Fosse ainda vivo, Michelangelo Antonioni, realizador italiano nascido em Ferrara, faria hoje 110 anos. Importa então recordar o porquê de, tantos anos depois, o seu cinema continuar a ser tão relevante e único na história da Sétima Arte. Juntamente com mestres inegáveis como Fellini ou Visconti – muitos mais nomes podiam ser citados, tal é a riqueza do cinema em Itália – Antonioni foi um dos principais responsáveis por transformar e elevar o cinema do seu país.

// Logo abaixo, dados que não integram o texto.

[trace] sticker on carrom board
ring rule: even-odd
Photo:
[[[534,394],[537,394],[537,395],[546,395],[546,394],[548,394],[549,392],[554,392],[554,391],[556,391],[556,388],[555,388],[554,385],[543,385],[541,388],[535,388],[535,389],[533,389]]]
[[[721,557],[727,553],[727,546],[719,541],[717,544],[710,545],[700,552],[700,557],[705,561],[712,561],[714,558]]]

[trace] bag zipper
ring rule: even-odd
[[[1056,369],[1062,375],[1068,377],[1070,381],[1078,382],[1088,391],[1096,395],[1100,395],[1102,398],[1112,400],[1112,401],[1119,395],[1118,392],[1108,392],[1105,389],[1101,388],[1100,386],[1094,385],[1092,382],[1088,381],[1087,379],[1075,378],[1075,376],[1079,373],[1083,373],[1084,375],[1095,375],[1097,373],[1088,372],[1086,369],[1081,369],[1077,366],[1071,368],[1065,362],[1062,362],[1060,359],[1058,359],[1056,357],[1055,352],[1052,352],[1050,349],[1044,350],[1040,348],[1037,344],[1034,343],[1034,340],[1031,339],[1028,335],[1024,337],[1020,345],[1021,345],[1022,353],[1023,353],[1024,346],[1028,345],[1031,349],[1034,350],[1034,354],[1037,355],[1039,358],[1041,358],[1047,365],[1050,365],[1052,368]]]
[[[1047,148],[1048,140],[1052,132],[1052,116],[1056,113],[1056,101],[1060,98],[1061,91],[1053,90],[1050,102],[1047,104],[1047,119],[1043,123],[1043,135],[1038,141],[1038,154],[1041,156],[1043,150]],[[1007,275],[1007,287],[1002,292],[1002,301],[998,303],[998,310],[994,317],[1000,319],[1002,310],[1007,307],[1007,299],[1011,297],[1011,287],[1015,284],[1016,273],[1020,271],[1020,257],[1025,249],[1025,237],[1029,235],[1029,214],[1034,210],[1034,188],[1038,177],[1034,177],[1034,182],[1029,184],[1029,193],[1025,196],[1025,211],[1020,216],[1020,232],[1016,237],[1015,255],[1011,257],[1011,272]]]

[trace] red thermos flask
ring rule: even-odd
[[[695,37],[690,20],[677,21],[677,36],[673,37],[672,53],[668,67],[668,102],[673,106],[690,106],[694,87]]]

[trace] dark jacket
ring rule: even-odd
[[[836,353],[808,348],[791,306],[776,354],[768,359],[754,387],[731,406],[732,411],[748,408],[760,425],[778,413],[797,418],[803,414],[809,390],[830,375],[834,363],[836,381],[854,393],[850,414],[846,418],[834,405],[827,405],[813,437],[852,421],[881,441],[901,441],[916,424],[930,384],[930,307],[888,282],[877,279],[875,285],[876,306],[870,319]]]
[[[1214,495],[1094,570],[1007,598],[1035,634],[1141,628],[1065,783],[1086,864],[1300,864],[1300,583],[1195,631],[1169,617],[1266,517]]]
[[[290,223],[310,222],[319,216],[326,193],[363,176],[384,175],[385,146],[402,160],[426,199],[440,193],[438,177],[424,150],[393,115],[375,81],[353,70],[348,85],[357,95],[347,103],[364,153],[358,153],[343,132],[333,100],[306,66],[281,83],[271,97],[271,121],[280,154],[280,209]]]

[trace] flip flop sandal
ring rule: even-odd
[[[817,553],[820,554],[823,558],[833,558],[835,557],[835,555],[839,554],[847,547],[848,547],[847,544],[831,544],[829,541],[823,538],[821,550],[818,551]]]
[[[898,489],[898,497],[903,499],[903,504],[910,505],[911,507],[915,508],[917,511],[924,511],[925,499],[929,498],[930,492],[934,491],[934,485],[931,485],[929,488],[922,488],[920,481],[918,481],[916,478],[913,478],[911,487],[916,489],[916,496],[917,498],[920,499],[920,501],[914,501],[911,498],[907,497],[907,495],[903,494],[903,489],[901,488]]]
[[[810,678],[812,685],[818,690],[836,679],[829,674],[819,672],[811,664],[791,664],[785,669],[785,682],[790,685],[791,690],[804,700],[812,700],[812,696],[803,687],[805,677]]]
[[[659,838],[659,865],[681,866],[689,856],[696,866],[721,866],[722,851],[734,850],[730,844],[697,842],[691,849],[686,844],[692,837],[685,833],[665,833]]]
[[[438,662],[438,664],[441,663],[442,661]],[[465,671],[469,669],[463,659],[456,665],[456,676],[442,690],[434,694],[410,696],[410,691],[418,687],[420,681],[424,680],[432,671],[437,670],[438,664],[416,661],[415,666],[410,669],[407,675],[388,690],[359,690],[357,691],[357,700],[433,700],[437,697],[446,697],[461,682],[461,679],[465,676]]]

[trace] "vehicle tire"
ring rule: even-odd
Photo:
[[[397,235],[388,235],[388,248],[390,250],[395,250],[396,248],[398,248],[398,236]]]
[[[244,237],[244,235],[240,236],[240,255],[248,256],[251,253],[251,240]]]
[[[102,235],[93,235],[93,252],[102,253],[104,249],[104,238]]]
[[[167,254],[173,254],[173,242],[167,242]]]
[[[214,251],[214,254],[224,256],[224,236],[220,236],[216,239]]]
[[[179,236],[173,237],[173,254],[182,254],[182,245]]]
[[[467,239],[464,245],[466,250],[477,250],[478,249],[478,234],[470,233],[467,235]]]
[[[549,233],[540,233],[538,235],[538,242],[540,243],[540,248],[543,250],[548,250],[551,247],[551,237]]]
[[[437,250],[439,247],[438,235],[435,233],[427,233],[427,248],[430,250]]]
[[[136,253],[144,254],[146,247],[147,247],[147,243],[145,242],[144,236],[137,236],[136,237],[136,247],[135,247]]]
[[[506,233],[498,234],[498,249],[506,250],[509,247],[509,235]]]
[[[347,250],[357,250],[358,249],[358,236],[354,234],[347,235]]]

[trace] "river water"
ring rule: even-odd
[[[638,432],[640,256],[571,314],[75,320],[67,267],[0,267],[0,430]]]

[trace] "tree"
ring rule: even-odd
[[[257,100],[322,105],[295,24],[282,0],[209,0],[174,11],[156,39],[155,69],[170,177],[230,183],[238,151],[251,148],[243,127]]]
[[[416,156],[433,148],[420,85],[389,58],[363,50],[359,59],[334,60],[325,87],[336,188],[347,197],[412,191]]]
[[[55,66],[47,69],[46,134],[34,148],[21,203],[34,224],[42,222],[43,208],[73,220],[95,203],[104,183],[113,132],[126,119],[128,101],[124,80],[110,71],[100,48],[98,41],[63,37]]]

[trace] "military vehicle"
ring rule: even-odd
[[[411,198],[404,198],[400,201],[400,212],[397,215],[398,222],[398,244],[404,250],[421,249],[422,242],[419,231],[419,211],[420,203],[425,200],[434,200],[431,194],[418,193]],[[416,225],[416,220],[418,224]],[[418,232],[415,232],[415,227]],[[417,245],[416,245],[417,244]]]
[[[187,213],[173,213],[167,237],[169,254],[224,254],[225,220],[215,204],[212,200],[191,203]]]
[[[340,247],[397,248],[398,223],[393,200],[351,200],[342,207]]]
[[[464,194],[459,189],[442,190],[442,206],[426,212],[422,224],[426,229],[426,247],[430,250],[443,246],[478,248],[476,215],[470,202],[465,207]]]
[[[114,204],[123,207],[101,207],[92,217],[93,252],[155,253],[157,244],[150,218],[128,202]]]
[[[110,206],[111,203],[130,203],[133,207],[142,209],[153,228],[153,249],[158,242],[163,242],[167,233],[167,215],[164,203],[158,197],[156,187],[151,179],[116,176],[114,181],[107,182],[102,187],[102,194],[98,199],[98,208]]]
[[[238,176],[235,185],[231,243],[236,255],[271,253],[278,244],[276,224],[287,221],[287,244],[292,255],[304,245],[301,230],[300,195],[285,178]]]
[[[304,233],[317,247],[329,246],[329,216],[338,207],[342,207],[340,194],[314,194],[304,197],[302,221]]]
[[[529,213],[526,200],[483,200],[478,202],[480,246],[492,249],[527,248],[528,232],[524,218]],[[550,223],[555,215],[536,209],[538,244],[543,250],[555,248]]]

Em grande parte isto aconteceu pois o Cinema de Antonioni vive de um corpo comum que enaltece a sua obra como um todo de constante complementaridade. Mesmo que não se consiga tirar conclusões específicas de alguns dos seus filmes mais complexos, os temas que pretendia analisar são facilmente percetíveis. Contrariamente aos seus contemporâneos italianos, que fizeram carreira na análise das classes mais baixas do pós-guerra, criando a corrente Neorrealista. Optando por explorar a classe média/alta do seu país, Antonioni examinou as angústias e dilemas existenciais que a caracterizaram, procurando um caminho que só pode ser encontrado no seu cinema. Enquanto o Neorrealismo se debruçava sobre a classe operária e procurava um estudo pessoal dos seus problemas mais práticos, Antonioni estudou a verdadeira insatisfação do mundo moderno.

As suas personagens são sempre representantes de uma realidade pós-modernista, secretamente insatisfeitas e visivelmente incompreendidas. Pode mesmo dizer-se que não possuem um rumo, objetivo ou finalidade bem definidos. O realizador encontrou em Monica Vitti a personificação daquilo que queria representar e fez das suas personagens um protótipo daquilo que procurava explorar. Vitti foi figura central em muitos dos seus filmes mais célebres – rapidamente lembramos trilogia da incomunicabilidade: L`Avventura (1960), La Notte (1961), L`Eclisse (1962) – representando sempre uma mulher solitária, perdida e desesperada por encontrar um sentido num mundo onde, apesar de tudo lhe ser acessível, nada lhe parece suficiente.

A segunda vertente que torna o Cinema de Antonioni tão difícil de classificar deve-se ao facto de não ser possível incluí-lo em nenhuma corrente cinematográfica. O mestre de Ferrara fez a sua carreira de maneira verdadeiramente independente, à margem de modas ou grupos, sendo, por isso, única a obra que deixou. Se o seu cinema foi frustrante para alguns, continua a ser fundamental para outros. A dualidade de análise dos seus filmes não vem de agora, basta lembrar que quando L`Avventura, o seu primeiro grande sucesso internacional, estreou em Cannes foi recebido com grande polémica. No final da exibição ao público, grande parte dos espetadores pateou o filme, considerando-o escandaloso e supérfluo. Poucos dias depois viria a ganhar o Grande Prémio do Júri e receber considerações de obra-prima por mestres como Rossellini ou Bergman.

Antonioni deixou para trás uma obra vasta, que percorreu toda a segunda metade do século 20 e incluiu mais de 20 longas-metragens. A sua vida foi repleta de eventos memoráveis (para conhecer mais fundo o seu percurso e compreender melhor o seu processo criativo recomendo a leitura de That Bowling Alley in the tiber (1983) escrito pelo próprio), dignos de alguém cuja humanidade se estende para além da sua própria obra. Morreu a 30 de julho de 2007, em Roma, e até o dia da sua morte ficou marcado por uma menção curiosa – exatamente na mesma data, horas antes, noutro país da nossa Europa, morria Ingmar Bergman, outro cineasta do olimpo dos grandes realizadores que já viveram.

Ver os seus filmes atualmente continua a fazer tanto sentido como na altura em que foram lançados. Hoje, 110 anos depois de Antonioni ter nascido, os problemas que retratou no seu Cinema permanecem intemporais, fruto de uma sociedade que, apesar da sua constante mudança, continua a viver uma clara crise de personalidade e incomunicabilidade.